Susan feels a flash of heat surging through her body. Her face turns red. Her eyelid starts to twitch. Her hearing fades. All she can think about is how she'd like to strangle Tracy. Instead of speaking up or joining the meeting, Susan mentally checks out.

Susan just got hooked. Her reaction to Tracy's behavior was to seethe with anger and stop participating. While Susan's response is understandable, getting caught in her own anger doesn't help her situation. In fact, tuning out makes her appear uninterested in the very idea she created.

Susan's experience at her company's staff meeting is not unique. In fact, it's commonplace. The normal reaction when someone else's behavior upsets you is to blame your internal responses on that individual's conduct. As Tony Soprano would say before shooting his latest betrayer, "Look what you made me do!"

In many cases, your response to the situation may make perfect sense. Vicious office gossip is infuriating. An incompetent coworker can be maddening. When a diva of a customer won't return calls it does feel insulting. But, as with Susan, your righteous indignation doesn't improve anything. It just keeps you hooked.

There is a way out. You don't necessarily have to kill anyone or quit your job. You can stay right where you are and still have a different, more satisfying experience. We've helped thousands of people like Eric, Jessica, and Susan transform their workplace from a den of personal frustration to an arena for professional development.

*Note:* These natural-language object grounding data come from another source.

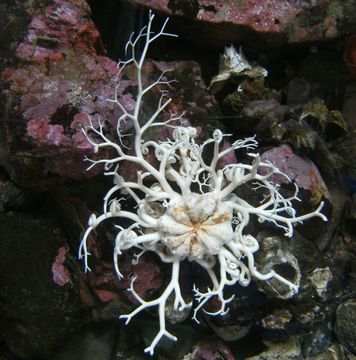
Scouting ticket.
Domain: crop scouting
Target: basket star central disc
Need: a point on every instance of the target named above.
(196, 225)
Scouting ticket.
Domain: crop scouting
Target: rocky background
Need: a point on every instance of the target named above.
(58, 61)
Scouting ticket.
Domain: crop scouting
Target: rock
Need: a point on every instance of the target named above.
(287, 351)
(220, 22)
(317, 341)
(272, 256)
(37, 313)
(334, 352)
(350, 54)
(210, 350)
(277, 320)
(61, 81)
(61, 75)
(330, 123)
(320, 279)
(95, 341)
(300, 170)
(298, 92)
(345, 324)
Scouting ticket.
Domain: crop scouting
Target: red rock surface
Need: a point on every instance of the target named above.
(61, 79)
(298, 169)
(61, 75)
(224, 21)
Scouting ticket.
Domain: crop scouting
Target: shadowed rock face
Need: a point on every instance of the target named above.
(277, 21)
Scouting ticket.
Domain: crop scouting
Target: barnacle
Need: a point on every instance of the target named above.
(190, 210)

In our work with executives, managers, and employees from every industry, we've learned that the most effective way to resolve interpersonal problems in the workplace is to approach the situation from the inside out. We teach our clients that the key to dealing effectively with difficult people and situations at work is to manage our internal responses first. By internal response we mean the automatic reaction that someone else's behavior triggers inside of you. People lose it in different ways. You may heat up, blow up, shut down, freeze up, or go into a tailspin.

If you can change your reaction, you'll change your life.

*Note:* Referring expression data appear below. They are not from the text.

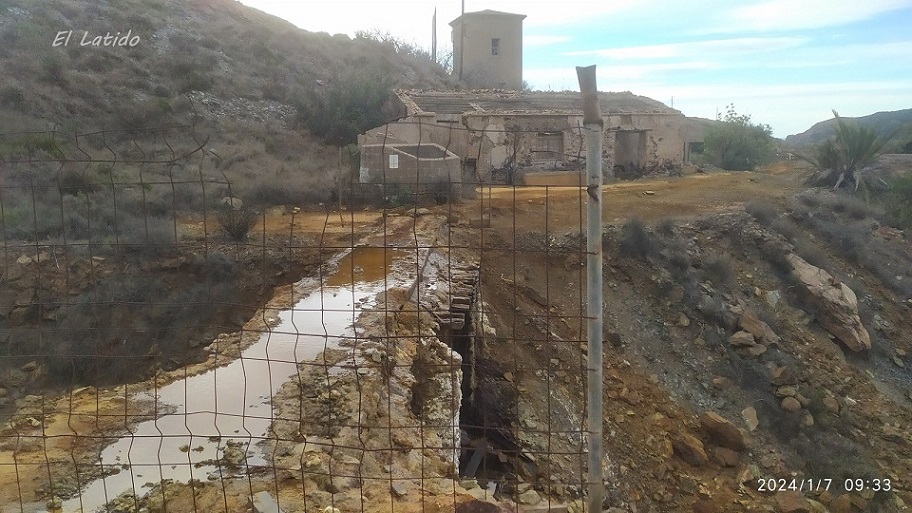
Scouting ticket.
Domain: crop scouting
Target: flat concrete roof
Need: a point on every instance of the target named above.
(485, 14)
(495, 101)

We call the activity of changing your reaction to emotionally upsetting circumstances at work unhooking. Unhooking is a system that gives you tools for managing yourself and taking charge of your work life. Whether you feel caught in political crossfire, trapped by a difficult coworker, or held hostage by the antics of a certain department, you can unhook and take practical steps to change your behavior and create a different result.

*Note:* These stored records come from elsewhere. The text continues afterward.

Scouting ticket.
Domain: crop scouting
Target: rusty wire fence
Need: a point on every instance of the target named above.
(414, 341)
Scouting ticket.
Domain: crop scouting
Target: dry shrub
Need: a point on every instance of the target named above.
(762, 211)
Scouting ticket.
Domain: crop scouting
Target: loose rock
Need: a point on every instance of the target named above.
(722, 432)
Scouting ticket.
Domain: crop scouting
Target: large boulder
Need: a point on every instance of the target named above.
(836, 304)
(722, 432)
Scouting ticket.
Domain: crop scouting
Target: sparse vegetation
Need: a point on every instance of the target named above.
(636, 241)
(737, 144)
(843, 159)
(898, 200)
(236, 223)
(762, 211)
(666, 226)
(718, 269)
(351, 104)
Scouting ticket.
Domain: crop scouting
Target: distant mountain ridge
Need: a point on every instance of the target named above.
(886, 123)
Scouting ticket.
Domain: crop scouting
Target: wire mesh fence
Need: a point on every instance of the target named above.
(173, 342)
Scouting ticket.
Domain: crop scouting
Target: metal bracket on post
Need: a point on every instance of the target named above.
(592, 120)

Unhooking provides an alternative to your automatic reactions: You can despise the malicious office gossip or you can unhook by setting clear boundaries and showing a lack of interest. You can judge the incompetent coworker or you can unhook by lowering your expectations and avoiding the negative impact of that person's ineptitude. You can feel insulted by the customer who won't return your calls or you can unhook -- take it in stride and accept it as part of doing business.There are four essential steps to unhooking.

Step 1-- Unhook physically
Step 2 -- Unhook mentally
Step 3 -- Unhook verbally
Step 4 -- Unhook with a business tool

The first two steps, unhooking physically and mentally, help you release negative emotions and calm down your system. The second two steps, unhooking verbally and with a business tool, involve taking actions to change your experience. To show you how unhooking works, we return to Susan and offer a revised scenario:

Sitting at the same meeting, Tracy proudly takes credit for Susan's brilliant promotion idea. Susan feels herself reacting, feels the surge of heat through her body, feels her face redden, her brow twitch. She realizes, "I just got hooked." What Susan needs to do now is to unhook; she needs to change her reaction to Tracy's sabotaging behavior.

Unhook physically: Susan breathes deeply to calm herself down, release her anger, and check back into the meeting.
Unhook mentally: Susan tells herself not to be intimidated by Tracy's behavior; she can find a way to be heard.
Unhook verbally: Susan speaks up: "When I first ran this idea by Tracy, we both got excited about it."